The doctor prescribed antibiotics and steroids to reduce the swelling in my bronchioles and to kill any secondary infections. I still feel sick. My joints hurt like they are arthritic, I’m coughing deep, heavy coughs, and my skin is incredibly sensitive to mere touch. I keep telling myself that this too shall pass, but it’s hard to believe when you are in the middle of it.

My friends have come to my rescue, texting and calling to cheer me up. One wonderful friend picked up my antibiotics and food for my daughters, and dropped them to my door. #Grateful. Yes, grateful, indeed. I find myself falling asleep and then waking at odd hours of the night. With the strange hours come deep thoughts that ring true: Actions speak louder than words. You can say whatever you want, talk is cheap. It’s what you do that matters. Friends who show up for you. Family who shows up for you. Whether it was calling to say hello or a sweet text wishing me speedy healing, each one mattered to me. It means something if they reach out and means something if they don’t. So many people have died from COVID. It’s not a stretch to call it ‘life-threatening’. It is, and that’s scary.

I, like so many, often struggle with the reason for us being on this earth, living this life. The vast ‘Why’s?’ never seem to have an answer. Is it a divine plan? Or a crazy mistake? Does our life here on earth mean something? Or nothing at all? Why are we here, mere specks of dust swirling in a vast universe of darkness and light? How did we all happen upon this life on the third rock from the sun?

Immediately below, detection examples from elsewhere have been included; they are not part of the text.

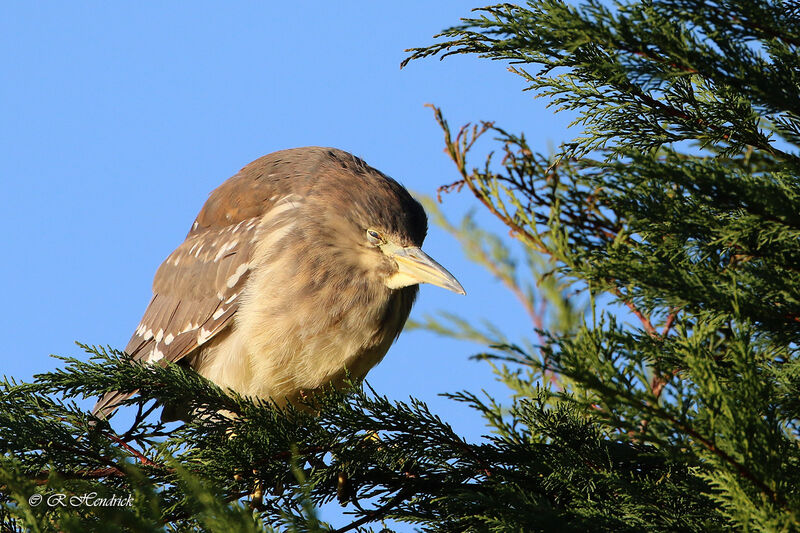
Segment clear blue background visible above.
[0,0,569,525]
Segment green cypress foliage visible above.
[0,0,800,532]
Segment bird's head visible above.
[365,227,466,294]
[315,152,466,294]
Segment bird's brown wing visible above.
[92,167,276,417]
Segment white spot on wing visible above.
[197,328,213,346]
[226,263,250,288]
[214,239,239,262]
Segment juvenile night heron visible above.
[93,147,465,416]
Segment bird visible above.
[92,146,466,418]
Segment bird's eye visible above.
[367,229,384,246]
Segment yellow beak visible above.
[381,244,467,294]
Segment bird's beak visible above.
[383,246,467,294]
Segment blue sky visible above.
[0,0,570,524]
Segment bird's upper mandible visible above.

And why do we matter? We will never have the answers to these questions.

But it is true that the journey in this world is certainly more difficult for some than for others. And kindness seems to be the remedy for that. Compassion. Caring for each other. Because we are all walking different roads and sometimes a helping hand or even just a smile can lighten the load for another. Is that so hard to do? Be kind, and people will treat you with kindness. Or not! There are some difficult souls out there who will never see the light, but that doesn’t mean you should stop. Don’t become bitter. Be kind.

And have fun! We are a society that works too hard and spends too little time enjoying ourselves. We work ourselves into our graves, and what a waste that is. Take time to smell the roses. Quite literally. I make myself stop and smell beautiful flowers that I come upon. It’s these little joys that make up a patchwork of happy memories in your life and provide a soothing balm during the tough times.

Lastly, be with who you love. Don’t give up if you are in an unhappy relationship and assume that’s simply your path and your burden in life. It’s not. Get out! Make a change. Pursue happiness. You only get one shot at this life, why spend it with someone who doesn’t bring you joy? Don’t let the constraints of society dictate your bliss. Follow the light. Seek love and joy. Find the person that makes you laugh and makes your heart sing. They may be just around the corner. Seek them out! And try to find a splash of delight in all you do.

That’s all I’ve got for tonight. Stay healthy, my friends! And be happy.